Probabilistic and Semantic Descriptions of Image Manifolds and Their Applications

This paper begins with a description of methods for estimating probability density functions for images that reflects the observation that such data is usually constrained to lie in restricted regions of the high-dimensional image space - not every pattern of pixels is an image. It is common to say that images lie on a lower-dimensional manifold in the high-dimensional space. However, although images may lie on such lower-dimensional manifolds, it is not the case that all points on the manifold have an equal probability of being images. Images are unevenly distributed on the manifold, and our task is to devise ways to model this distribution as a probability distribution. In pursuing this goal, we consider generative models that are popular in AI and computer vision community. For our purposes, generative/probabilistic models should have the properties of 1) sample generation: it should be possible to sample from this distribution according to the modelled density function, and 2) probability computation: given a previously unseen sample from the dataset of interest, one should be able to compute the probability of the sample, at least up to a normalising constant. To this end, we investigate the use of methods such as normalising flow and diffusion models. We then show that such probabilistic descriptions can be used to construct defences against adversarial attacks. In addition to describing the manifold in terms of density, we also consider how semantic interpretations can be used to describe points on the manifold. To this end, we consider an emergent language framework which makes use of variational encoders to produce a disentangled representation of points that reside on a given manifold. Trajectories between points on a manifold can then be described in terms of evolving semantic descriptions.

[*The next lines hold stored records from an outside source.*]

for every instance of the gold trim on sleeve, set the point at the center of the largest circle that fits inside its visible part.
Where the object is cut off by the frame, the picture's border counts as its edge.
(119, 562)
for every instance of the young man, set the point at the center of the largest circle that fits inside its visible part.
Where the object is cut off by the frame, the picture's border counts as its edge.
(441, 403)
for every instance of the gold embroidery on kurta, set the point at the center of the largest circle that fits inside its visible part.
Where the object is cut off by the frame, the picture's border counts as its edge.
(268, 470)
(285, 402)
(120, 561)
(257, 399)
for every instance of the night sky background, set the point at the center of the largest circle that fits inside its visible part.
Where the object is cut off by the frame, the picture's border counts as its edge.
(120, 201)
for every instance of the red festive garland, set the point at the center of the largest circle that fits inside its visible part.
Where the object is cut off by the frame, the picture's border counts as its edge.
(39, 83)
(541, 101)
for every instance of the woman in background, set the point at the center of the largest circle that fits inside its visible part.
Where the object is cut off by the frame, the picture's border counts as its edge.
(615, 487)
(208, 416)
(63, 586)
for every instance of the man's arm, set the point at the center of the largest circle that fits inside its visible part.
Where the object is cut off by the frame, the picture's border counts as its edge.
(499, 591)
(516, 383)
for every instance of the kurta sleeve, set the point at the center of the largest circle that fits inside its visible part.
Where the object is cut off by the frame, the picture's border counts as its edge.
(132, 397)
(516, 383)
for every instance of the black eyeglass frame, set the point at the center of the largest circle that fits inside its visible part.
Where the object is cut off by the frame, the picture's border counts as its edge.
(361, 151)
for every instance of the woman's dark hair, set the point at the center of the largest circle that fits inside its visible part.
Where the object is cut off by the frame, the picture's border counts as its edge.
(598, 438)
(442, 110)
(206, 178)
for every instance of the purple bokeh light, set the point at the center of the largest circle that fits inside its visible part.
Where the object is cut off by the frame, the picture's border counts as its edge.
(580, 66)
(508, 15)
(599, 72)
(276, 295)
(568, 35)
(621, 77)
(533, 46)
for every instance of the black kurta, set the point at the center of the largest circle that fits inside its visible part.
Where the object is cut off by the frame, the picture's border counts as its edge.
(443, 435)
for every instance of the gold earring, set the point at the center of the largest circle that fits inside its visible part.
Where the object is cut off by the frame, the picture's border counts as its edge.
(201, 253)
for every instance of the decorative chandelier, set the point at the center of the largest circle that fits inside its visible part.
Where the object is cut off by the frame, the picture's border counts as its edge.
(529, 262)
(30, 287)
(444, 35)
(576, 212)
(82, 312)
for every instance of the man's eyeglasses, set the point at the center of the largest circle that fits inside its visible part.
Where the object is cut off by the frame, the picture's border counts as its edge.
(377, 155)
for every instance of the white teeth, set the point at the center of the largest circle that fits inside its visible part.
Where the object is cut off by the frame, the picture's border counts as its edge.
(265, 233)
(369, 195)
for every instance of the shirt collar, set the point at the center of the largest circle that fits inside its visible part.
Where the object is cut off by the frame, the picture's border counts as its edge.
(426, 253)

翻译：本文首先描述了估计图像概率密度函数的方法，这些方法反映了这类数据通常被约束在高维图像空间的有限区域中的观察结果——并非所有像素模式都能构成图像。普遍认为图像位于高维空间中的低维流形上。然而，尽管图像可能位于此类低维流形上，但流形上的所有点并不具有相等的图像出现概率。图像在流形上分布不均匀，我们的任务是设计方法将其分布建模为概率分布。为实现这一目标，我们考虑了人工智能和计算机视觉领域流行的生成模型。根据我们的需求，生成/概率模型应具备以下特性：1）样本生成：应能根据建模的密度函数从该分布中采样；2）概率计算：针对数据集中的未见样本，应能计算其概率（至少可计算至归一化常数）。为此，我们研究了标准化流和扩散模型等方法的应用。随后展示此类概率描述如何用于构建对抗攻击的防御机制。除了从密度角度描述流形，我们还探讨如何利用语义解释描述流形上的点。为此，我们采用了一种新兴语言框架，该框架利用变分编码器对给定流形上的点产生解耦表示。流形上点之间的轨迹可以通过不断演化的语义描述加以刻画。